See an estimate that doesn't match reality? Run `deepline session send --current-session` to send us the session data. We use it to calibrate.

## Running your first enrichment

Set a limit:

```bash theme={null}
deepline session limit --dollars 10
```

Check your balance:

```bash theme={null}
deepline billing balance
```

Run the default sample (2-5 rows):

```bash theme={null}
deepline enrich --input leads.csv --output enriched.csv \
  --with '{"alias":"email","tool":"name_and_domain_to_email_waterfall","payload":{"first_name":"{{first_name}}","last_name":"{{last_name}}","domain":"{{domain}}"}}'
```

Look at the results. Check what you spent with `deepline session usage`.

If the sample looks good:

```bash theme={null}
deepline enrich --input leads.csv --output enriched.csv --all \
  --with '{"alias":"email","tool":"name_and_domain_to_email_waterfall","payload":{"first_name":"{{first_name}}","last_name":"{{last_name}}","domain":"{{domain}}"}}'
```

## Large lists (1000+ rows)

Start with 10 rows:

```bash theme={null}
deepline enrich --input leads.csv --output enriched.csv --rows 0:10 --with '...'
```

Check per-row cost. Multiply by total rows. Set your limit slightly above that, then run full.

## Monitoring

```bash theme={null}
# This session
deepline session usage

# Account balance
deepline billing balance

# Monthly limit state
deepline billing limit

# Recent calls
deepline billing usage --limit 50

# Export to CSV
deepline billing history --time 1m --output usage.csv
```

## FAQ

**How do I set a spending limit?**

`deepline session limit --dollars N` for per-session. `deepline billing --set-monthly-limit N` for monthly.
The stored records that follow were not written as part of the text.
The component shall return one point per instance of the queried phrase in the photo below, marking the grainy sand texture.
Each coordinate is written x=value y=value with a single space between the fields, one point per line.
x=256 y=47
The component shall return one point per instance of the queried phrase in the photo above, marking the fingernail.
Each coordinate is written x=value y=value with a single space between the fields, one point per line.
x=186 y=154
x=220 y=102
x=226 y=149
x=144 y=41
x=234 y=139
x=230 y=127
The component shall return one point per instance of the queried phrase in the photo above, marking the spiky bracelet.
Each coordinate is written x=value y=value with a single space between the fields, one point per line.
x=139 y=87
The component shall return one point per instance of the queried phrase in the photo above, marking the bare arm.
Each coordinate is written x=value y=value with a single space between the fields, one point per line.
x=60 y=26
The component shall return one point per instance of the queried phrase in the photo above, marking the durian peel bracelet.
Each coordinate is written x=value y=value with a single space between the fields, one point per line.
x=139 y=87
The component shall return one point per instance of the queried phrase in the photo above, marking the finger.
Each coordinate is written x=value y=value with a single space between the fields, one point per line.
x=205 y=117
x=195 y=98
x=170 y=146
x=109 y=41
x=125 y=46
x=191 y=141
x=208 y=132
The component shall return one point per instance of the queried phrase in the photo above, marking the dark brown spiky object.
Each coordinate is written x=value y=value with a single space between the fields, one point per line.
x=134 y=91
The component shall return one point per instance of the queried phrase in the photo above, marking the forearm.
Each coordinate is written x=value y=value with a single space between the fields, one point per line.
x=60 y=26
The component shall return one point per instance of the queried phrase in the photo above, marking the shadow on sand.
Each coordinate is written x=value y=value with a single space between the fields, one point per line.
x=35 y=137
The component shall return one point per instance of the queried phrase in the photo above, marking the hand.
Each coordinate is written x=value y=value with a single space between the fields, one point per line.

**What happens when I hit my limit?**

API calls stop. Session limits you can clear and continue. Monthly caps you wait until next cycle.

**Why is my estimate way higher than actual cost?**

Estimates are worst-case. They assume every provider charges you and every validation fails. Actual costs are lower because waterfalls stop when they find valid data.

**How do I check spending?**

`deepline session usage` for this session. `deepline billing balance` for account total.